Bar graphs illustrated changes in pathway activities between CRC and CRCM tissues, with pathways such as CXCL, IFN-II, TNF, SPP1, THBS, and COMPLEMENT showing increased activity in CRCM tissues (Figure 6C). This rise indicates an intensified inflammatory state in these tissues, which promotes tumor angiogenesis and enhances metastatic potential. These findings highlight the critical roles these molecules play in tumor proliferation, invasion, immune evasion, and the shaping of the tumor microenvironment. Cell-cell interactions were analyzed based on ligand-receptor pairs for the seven cell types in each sample (Supplementary Figure 4A). In CRCM samples, specific ligand-receptor pairs, particularly MIF-CD74+CD44, MIF-CD74+CXCR4, and APP-CD74, were identified as particularly significant. Given the pronounced impact of the MIF pathway in epithelial and fibroblast cells, further analyses identified fibroblasts and epithelial cells as ligands, with T cells, B cells, and macrophages acting as receptors (Figure 6D). Bubble plots highlighted differences in the activities of receptor-ligand pairs involving epithelial and fibroblast cells across the two samples (Supplementary Figure 5A). Heatmaps comparing the number and intensity of pathways between these samples revealed a significant increase in the communication strength and activity of epithelial cells in CRCM tissues (Supplementary Figures 4B, C). This analysis disclosed dynamic interaction patterns, particularly the intensified communication of epithelial cells in metastatic colorectal cancer. The MIF pathway, especially the MIF-CD74+CXCR4 pair, was identified as a critical contributor, consistent with its key role in tumor progression and metastasis (33).
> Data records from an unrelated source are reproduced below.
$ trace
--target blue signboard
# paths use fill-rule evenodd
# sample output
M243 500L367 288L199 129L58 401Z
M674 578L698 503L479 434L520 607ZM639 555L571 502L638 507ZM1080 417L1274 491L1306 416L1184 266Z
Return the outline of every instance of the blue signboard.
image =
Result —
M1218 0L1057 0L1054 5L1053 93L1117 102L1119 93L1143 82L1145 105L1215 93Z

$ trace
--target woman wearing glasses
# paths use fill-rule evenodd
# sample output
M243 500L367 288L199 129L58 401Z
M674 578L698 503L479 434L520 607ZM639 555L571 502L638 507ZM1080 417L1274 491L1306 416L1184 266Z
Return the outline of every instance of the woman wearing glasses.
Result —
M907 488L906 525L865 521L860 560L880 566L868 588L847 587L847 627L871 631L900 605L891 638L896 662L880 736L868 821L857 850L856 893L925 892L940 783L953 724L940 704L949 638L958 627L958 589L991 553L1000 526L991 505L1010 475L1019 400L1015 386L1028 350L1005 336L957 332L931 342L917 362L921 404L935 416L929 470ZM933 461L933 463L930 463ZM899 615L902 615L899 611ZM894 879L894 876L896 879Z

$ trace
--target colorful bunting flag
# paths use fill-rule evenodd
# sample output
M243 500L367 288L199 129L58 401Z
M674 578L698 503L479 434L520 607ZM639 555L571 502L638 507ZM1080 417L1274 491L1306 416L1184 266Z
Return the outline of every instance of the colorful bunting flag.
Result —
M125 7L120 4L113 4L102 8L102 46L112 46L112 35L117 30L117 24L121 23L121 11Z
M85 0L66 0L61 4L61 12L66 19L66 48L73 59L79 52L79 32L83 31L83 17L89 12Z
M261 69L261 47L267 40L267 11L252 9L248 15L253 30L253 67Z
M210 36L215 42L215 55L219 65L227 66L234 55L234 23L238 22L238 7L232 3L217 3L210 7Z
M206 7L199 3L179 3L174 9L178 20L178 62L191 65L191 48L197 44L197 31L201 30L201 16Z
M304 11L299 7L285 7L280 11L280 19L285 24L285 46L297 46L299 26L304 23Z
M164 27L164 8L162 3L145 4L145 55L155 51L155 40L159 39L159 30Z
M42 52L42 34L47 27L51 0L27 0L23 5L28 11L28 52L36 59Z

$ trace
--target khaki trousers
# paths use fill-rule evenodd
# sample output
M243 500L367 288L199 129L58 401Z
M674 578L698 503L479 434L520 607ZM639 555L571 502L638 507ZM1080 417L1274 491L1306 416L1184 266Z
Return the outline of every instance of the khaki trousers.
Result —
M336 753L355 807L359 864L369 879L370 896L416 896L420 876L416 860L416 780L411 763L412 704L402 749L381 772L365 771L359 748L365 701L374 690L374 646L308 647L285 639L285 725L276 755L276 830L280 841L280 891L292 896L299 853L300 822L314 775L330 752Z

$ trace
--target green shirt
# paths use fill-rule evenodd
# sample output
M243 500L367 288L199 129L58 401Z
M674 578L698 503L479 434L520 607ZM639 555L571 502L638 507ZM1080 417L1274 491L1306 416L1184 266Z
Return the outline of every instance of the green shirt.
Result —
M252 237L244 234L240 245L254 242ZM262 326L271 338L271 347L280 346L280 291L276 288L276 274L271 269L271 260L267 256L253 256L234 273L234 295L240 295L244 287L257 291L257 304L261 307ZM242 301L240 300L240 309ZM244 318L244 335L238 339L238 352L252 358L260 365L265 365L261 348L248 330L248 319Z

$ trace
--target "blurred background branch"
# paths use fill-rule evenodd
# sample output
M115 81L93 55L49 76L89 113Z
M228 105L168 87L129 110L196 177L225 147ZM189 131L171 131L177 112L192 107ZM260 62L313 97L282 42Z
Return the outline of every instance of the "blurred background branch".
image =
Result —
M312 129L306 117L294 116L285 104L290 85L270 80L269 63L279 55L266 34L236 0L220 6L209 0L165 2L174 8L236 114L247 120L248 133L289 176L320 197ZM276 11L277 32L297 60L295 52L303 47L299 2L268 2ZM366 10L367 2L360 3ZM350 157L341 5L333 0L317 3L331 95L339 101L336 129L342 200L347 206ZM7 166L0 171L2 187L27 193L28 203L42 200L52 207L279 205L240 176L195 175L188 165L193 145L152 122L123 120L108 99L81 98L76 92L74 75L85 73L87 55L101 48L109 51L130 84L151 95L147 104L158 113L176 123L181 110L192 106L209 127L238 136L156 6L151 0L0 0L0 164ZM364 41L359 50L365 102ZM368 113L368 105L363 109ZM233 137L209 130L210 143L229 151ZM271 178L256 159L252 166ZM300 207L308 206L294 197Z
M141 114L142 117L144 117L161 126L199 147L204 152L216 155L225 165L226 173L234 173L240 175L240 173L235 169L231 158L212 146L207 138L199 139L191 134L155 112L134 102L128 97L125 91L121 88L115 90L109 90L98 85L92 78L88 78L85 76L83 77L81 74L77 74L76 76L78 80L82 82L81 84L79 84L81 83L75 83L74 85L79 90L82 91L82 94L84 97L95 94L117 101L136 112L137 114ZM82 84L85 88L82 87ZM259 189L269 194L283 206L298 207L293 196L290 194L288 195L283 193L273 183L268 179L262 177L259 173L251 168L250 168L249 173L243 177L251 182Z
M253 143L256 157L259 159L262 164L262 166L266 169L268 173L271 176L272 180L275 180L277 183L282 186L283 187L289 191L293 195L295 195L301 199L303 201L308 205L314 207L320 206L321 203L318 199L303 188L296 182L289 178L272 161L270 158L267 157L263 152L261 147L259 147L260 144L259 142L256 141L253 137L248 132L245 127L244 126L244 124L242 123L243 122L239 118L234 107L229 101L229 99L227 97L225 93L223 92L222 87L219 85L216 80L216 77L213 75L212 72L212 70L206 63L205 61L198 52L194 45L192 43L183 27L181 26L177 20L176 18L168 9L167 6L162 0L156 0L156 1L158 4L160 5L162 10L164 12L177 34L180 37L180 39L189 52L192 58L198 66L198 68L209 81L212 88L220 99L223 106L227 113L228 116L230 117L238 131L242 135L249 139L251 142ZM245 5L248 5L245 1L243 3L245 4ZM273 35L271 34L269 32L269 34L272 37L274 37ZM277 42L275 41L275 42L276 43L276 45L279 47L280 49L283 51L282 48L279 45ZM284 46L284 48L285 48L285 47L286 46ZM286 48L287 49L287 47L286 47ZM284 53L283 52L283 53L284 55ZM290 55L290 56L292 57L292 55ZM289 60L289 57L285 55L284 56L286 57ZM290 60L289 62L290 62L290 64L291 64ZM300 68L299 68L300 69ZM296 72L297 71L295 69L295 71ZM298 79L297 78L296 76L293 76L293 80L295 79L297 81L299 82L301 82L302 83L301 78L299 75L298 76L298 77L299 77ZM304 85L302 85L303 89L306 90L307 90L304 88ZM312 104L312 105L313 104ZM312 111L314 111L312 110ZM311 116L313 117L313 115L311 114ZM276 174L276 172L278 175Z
Subsequent analyses of the MIF pathway and its associated ligand interactions among different cell types revealed that MIF expression is primarily derived from epithelial cells and fibroblasts. The violin plots (Figure 6E) show that macrophages exhibited high CD44 and CD74 expression levels, while CXCR4 was predominantly expressed in T and B cells.
The PPI network emphasizes the weight value of CD74
3.6
A comprehensive protein-protein interaction (PPI) network analysis was conducted on 243 differentially expressed genes identified from an epithelial cell gene expression study (34). These genes were initially entered into the STRING database using the multiple protein options to generate a detailed PPI network, with the corresponding raw data subsequently preserved (Supplementary Figure 5B). The raw data were then visually transformed using Cytoscape software (35). Within Cytoscape, the network was analyzed using the CytoNCA plugin, which applies the “betweenness centrality” algorithm to predict and explore key nodes in the network. This algorithm measures the centrality of nodes in a network graph by assessing the shortest paths between them and identifying their importance.CD74 emerged as the node with the highest weighted value in the protein network (Supplementary Figure 5C). In the context of cellular communication, this finding confirmed the critical role of CD74-related signaling pathways in tumor metastasis, aligning with the results of the PPI network analysis.
Discussion
4
Liver metastasis is a pivotal clinical feature of colorectal cancer, often leading to a poor prognosis. Significant clinical interest is understanding the mechanisms driving this metastatic process and developing effective therapeutic strategies. Single-cell transcriptomics offers a powerful approach to dissecting tumor progression dynamics and identifying viable targets for personalized cellular therapies.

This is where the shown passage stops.